Even when none of those criminal suspects has been arraigned in any court, there were never suggestions at any point that Terwaze and his men came from Syria or Iraq. So, the officials who are peddling tales that members of some nebulous Islamic State in West Africa have penetrated the country and are responsible for the killings are doing so for unclear but definitely not patriotic reasons. The fact that is in the public domain is that several arrests have been made of Nigerians involved in these killings without any action taken to bring them to justice.

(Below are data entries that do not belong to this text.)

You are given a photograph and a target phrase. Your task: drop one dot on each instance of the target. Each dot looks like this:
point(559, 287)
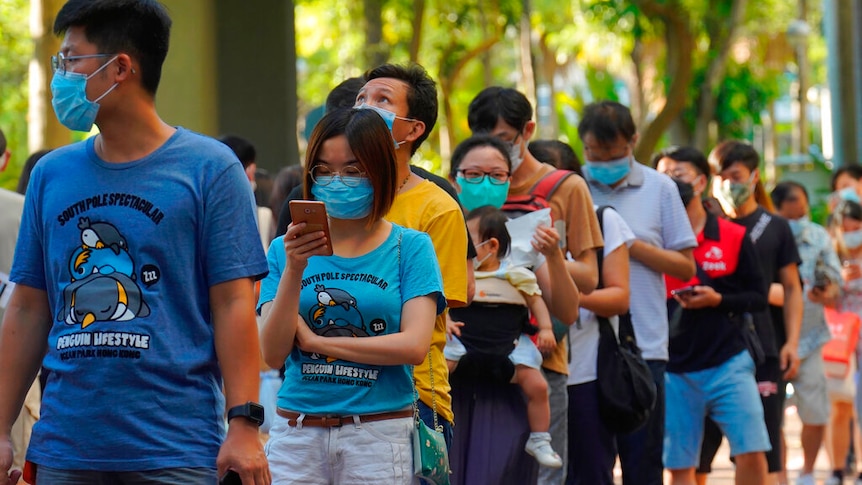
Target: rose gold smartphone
point(313, 214)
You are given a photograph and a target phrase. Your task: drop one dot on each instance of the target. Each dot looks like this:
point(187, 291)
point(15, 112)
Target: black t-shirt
point(776, 249)
point(284, 218)
point(726, 261)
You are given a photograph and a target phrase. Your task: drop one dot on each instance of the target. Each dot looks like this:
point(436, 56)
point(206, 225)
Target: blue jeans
point(640, 451)
point(170, 476)
point(427, 416)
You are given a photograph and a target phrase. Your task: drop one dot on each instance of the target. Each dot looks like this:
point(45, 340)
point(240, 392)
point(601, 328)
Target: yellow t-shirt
point(572, 203)
point(429, 209)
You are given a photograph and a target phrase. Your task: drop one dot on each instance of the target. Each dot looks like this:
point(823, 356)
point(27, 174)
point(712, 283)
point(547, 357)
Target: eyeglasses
point(477, 176)
point(351, 176)
point(59, 62)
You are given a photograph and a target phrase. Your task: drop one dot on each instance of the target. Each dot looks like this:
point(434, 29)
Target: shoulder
point(207, 148)
point(434, 198)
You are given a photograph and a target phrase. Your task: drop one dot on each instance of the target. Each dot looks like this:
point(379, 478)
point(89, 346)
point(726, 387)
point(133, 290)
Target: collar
point(710, 228)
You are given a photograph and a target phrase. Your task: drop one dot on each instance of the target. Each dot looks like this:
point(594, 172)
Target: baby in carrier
point(492, 341)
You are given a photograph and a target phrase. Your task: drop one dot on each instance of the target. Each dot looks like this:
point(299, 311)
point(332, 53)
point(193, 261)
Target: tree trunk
point(525, 48)
point(549, 71)
point(376, 52)
point(680, 49)
point(418, 23)
point(44, 129)
point(720, 44)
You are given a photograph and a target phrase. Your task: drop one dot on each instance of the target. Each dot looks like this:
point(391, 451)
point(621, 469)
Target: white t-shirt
point(584, 337)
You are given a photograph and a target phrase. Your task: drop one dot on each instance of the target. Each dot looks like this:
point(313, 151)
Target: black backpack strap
point(600, 254)
point(547, 185)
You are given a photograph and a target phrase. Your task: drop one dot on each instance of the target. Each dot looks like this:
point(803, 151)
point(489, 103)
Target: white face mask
point(477, 263)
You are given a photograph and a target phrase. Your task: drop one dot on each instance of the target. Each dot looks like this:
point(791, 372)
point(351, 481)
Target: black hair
point(497, 103)
point(556, 153)
point(685, 154)
point(492, 223)
point(370, 142)
point(729, 152)
point(607, 120)
point(783, 190)
point(344, 95)
point(852, 171)
point(242, 148)
point(24, 180)
point(849, 209)
point(139, 28)
point(476, 141)
point(421, 94)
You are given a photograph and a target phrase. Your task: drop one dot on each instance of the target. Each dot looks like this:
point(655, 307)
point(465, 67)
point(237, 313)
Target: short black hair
point(556, 153)
point(421, 95)
point(782, 192)
point(497, 103)
point(139, 28)
point(242, 148)
point(476, 141)
point(344, 95)
point(685, 154)
point(607, 120)
point(852, 171)
point(849, 209)
point(729, 152)
point(492, 223)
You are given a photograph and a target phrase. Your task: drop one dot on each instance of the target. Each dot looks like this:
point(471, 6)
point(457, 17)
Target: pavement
point(722, 467)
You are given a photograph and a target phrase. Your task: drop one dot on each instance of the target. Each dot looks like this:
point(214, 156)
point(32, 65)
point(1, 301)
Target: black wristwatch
point(251, 411)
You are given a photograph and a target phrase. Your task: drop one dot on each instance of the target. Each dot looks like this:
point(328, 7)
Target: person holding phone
point(710, 372)
point(348, 327)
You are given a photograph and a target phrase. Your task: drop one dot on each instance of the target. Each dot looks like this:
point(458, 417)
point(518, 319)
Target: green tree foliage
point(15, 52)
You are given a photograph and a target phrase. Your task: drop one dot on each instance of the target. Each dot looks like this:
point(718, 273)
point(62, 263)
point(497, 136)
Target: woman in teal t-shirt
point(366, 313)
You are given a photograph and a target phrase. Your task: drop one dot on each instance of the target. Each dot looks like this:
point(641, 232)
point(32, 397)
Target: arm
point(409, 346)
point(558, 289)
point(584, 271)
point(236, 344)
point(789, 277)
point(545, 341)
point(613, 299)
point(679, 264)
point(281, 315)
point(23, 341)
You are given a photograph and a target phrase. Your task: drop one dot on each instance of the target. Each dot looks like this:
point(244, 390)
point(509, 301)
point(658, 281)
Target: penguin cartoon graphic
point(335, 314)
point(102, 298)
point(103, 250)
point(103, 287)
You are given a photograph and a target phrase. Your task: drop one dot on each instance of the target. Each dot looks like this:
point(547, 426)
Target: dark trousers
point(641, 451)
point(592, 450)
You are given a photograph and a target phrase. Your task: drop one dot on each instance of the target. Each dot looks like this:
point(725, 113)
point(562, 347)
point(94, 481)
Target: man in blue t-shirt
point(134, 274)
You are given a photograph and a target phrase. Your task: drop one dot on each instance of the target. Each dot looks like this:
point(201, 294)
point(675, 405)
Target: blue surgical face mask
point(796, 226)
point(69, 99)
point(609, 172)
point(342, 201)
point(848, 193)
point(389, 117)
point(853, 239)
point(483, 193)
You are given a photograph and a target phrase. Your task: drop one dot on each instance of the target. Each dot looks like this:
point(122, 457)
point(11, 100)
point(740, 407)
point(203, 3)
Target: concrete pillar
point(256, 74)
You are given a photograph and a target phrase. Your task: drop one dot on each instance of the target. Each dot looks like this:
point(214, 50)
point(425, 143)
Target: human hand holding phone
point(313, 214)
point(230, 478)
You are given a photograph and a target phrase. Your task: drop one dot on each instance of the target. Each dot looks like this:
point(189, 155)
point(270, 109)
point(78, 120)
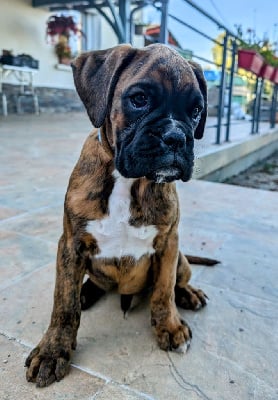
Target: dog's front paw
point(190, 298)
point(49, 361)
point(175, 335)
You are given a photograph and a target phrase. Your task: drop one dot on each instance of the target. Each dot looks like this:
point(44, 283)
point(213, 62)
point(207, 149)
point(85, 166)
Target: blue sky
point(261, 15)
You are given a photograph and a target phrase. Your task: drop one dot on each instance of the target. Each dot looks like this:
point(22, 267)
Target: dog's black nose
point(174, 138)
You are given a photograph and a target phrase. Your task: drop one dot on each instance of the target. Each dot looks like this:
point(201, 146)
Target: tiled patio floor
point(235, 338)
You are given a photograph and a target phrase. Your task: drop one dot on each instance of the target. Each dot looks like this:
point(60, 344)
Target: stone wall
point(50, 100)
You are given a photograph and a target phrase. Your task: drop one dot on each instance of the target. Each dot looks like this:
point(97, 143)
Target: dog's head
point(152, 103)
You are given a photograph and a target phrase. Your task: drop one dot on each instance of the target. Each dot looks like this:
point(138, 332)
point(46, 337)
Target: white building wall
point(22, 30)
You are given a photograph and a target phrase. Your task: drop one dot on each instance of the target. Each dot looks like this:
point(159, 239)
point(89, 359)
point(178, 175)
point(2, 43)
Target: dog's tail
point(201, 260)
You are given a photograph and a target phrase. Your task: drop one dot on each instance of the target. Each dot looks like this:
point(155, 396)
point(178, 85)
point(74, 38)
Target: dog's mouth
point(165, 175)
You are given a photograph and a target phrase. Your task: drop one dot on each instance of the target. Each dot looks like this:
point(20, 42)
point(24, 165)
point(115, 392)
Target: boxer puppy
point(121, 210)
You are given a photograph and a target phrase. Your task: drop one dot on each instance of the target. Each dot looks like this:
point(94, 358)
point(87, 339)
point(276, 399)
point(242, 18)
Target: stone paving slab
point(233, 354)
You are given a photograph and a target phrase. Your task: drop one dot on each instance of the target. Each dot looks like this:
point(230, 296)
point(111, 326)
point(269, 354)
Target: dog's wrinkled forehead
point(100, 75)
point(161, 64)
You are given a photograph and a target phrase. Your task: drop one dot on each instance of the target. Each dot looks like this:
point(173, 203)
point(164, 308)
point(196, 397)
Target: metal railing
point(226, 85)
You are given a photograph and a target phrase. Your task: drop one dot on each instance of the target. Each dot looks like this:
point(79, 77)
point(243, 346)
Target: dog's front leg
point(171, 331)
point(50, 360)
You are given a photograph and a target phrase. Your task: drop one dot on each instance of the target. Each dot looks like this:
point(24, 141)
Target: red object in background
point(274, 76)
point(266, 71)
point(250, 60)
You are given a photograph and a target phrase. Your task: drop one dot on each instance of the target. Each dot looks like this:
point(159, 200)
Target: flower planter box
point(250, 60)
point(266, 71)
point(274, 76)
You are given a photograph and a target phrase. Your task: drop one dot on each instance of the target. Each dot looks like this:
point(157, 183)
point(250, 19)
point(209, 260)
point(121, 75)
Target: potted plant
point(249, 57)
point(59, 28)
point(256, 55)
point(271, 61)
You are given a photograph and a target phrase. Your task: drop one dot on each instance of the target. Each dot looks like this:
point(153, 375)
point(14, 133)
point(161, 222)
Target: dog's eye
point(139, 100)
point(196, 112)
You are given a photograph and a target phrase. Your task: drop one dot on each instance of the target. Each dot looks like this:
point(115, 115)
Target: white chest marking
point(114, 235)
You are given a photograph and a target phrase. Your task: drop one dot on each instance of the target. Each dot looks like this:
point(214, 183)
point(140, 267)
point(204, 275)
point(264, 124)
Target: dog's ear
point(96, 74)
point(199, 132)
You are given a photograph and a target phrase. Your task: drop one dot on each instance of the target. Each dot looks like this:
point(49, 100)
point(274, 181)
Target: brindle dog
point(121, 209)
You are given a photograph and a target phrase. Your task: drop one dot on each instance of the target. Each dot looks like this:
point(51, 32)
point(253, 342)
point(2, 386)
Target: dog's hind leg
point(187, 296)
point(90, 294)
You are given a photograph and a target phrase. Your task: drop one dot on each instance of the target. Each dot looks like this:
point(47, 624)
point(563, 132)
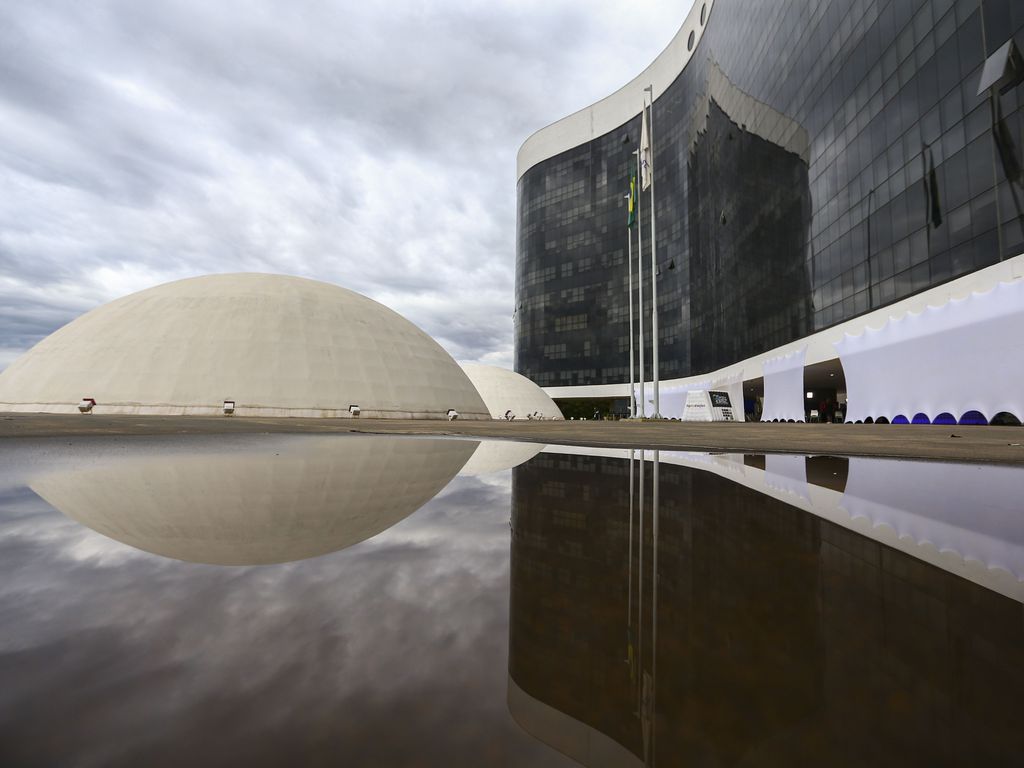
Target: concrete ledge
point(985, 444)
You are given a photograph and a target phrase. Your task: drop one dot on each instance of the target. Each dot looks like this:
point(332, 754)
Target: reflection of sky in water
point(392, 651)
point(782, 634)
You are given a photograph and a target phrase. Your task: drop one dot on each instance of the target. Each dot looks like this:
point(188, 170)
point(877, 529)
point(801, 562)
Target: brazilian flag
point(633, 199)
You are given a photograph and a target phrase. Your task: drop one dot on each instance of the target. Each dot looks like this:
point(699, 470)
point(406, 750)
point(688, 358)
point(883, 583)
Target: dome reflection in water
point(313, 497)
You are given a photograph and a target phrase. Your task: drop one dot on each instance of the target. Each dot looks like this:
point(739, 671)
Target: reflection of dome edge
point(248, 509)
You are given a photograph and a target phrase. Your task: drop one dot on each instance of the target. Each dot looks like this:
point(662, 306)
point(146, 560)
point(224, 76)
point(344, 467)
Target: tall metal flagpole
point(653, 255)
point(629, 260)
point(643, 397)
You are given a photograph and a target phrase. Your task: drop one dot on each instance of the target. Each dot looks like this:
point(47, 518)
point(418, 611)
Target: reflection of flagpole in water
point(640, 592)
point(629, 608)
point(653, 613)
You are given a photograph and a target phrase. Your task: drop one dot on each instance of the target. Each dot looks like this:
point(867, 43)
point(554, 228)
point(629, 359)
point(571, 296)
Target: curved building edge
point(820, 346)
point(617, 109)
point(791, 155)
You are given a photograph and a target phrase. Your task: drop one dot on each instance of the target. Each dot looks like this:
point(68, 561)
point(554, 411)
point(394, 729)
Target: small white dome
point(507, 393)
point(274, 345)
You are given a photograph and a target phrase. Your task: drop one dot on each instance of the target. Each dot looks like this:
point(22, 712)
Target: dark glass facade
point(794, 166)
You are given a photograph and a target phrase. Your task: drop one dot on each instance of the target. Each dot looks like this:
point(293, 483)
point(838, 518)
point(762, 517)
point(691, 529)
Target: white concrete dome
point(299, 499)
point(275, 345)
point(505, 391)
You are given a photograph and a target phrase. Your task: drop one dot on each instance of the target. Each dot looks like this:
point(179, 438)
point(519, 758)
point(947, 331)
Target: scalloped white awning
point(967, 354)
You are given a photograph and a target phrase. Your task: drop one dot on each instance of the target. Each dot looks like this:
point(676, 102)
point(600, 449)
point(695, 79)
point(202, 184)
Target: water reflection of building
point(781, 638)
point(240, 505)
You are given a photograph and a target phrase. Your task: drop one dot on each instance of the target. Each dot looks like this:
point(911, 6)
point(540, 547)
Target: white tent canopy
point(673, 398)
point(784, 387)
point(965, 355)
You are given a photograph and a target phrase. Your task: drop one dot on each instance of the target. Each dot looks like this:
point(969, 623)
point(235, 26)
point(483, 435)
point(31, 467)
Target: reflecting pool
point(379, 601)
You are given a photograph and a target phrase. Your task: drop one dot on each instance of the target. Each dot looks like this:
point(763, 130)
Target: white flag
point(645, 159)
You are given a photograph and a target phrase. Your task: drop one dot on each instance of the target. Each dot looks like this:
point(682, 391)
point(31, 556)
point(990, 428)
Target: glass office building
point(814, 161)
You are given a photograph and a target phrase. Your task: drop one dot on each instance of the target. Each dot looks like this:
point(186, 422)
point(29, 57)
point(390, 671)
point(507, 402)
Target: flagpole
point(653, 261)
point(643, 399)
point(629, 260)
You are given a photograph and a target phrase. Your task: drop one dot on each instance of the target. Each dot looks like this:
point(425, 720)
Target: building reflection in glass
point(750, 217)
point(665, 614)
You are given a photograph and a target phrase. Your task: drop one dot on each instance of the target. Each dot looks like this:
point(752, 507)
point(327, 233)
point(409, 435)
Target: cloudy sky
point(372, 145)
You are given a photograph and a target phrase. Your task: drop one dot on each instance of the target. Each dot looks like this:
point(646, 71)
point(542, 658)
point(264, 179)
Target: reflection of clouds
point(393, 651)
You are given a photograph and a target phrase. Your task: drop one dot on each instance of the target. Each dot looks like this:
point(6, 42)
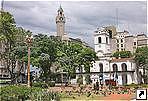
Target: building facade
point(123, 70)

For instance, on 27th May 2016, following a military “Operation Safe Haven” in Plateau State, Major General Tagbo Ude paraded six members of a syndicate of cattle rustlers that allegedly murdered a 35-year-old Adamu Yusuf and rustled (stole, in simple language) his 32 cows and 22 sheep while he was grazing around Sagas village in Mangu local government area. While the stolen cows were scattered by the rustlers with some moved into Fan in Barkin Ladi and Bukuru in Jos South local governments of the state, security agents reportedly recovered 19 of them and all the sheep. Those arrested rustlers, about whom nothing has been heard ever since, were identified, not as ISIS members, but rather as bona fide home-grown criminal suspects with known names and addresses.

What the foregoing says is that this government should stop looking for silly excuses and begin to proffer solutions to the security challenges plaguing the nation. That people who ordinarily do not like Obasanjo are celebrating his statement speaks to a growing disenchantment with the manner in which the current administration has handled critical issues. If it is not that the handing-over note is delaying important appointments, rat would be chasing the president from office while Federal Executive Council meeting may not hold because the president is reading some reports on which he would not even take any action!

While Nigerians are tired of these excuses that are not even clever, what is perhaps more damaging is the seeming insensitivity that has become the hallmark of this government. From releasing a meaningless documentary just to prove that the president can crack jokes to receiving governors asking him to contest at a period of national distress, not only have the choices made by President Buhari called to question his judgement, he has most often looked aloof and distant when the occasion demanded that he be the consoler-in-chief. Yet, what Buhari and his handlers fail to appreciate is that whenever human emotions are exhibited in a leader, people take hope while a tear for the distressed, a sigh of contrition in moments of mistakes, one heartfelt utterance of genuine grief when people are hurting etc. are some of the attributes of a genuine leader—it is not about taking all tidings with equal indifference, as Buhari does most times.

Notwithstanding whatever may be his failings, President Buhari has a right to seek a second term if he so chooses and it is left for Nigerians to decide whether or not they consider him worthy. So to that extent, between now and May 2019, emphasis should be on how he can make course corrections. Buhari is still our president and whatever he does (or refuses to do) will still impact us as a nation, even if he ends up not seeking re-election. However, I am also of the strongest conviction that when the time comes for him to decide, the president should look beyond those who are making their own cold calculations not because they love him but rather because he is the only political vehicle (they believe) that can deliver to them power and privileges.

That time, I must add, has not come.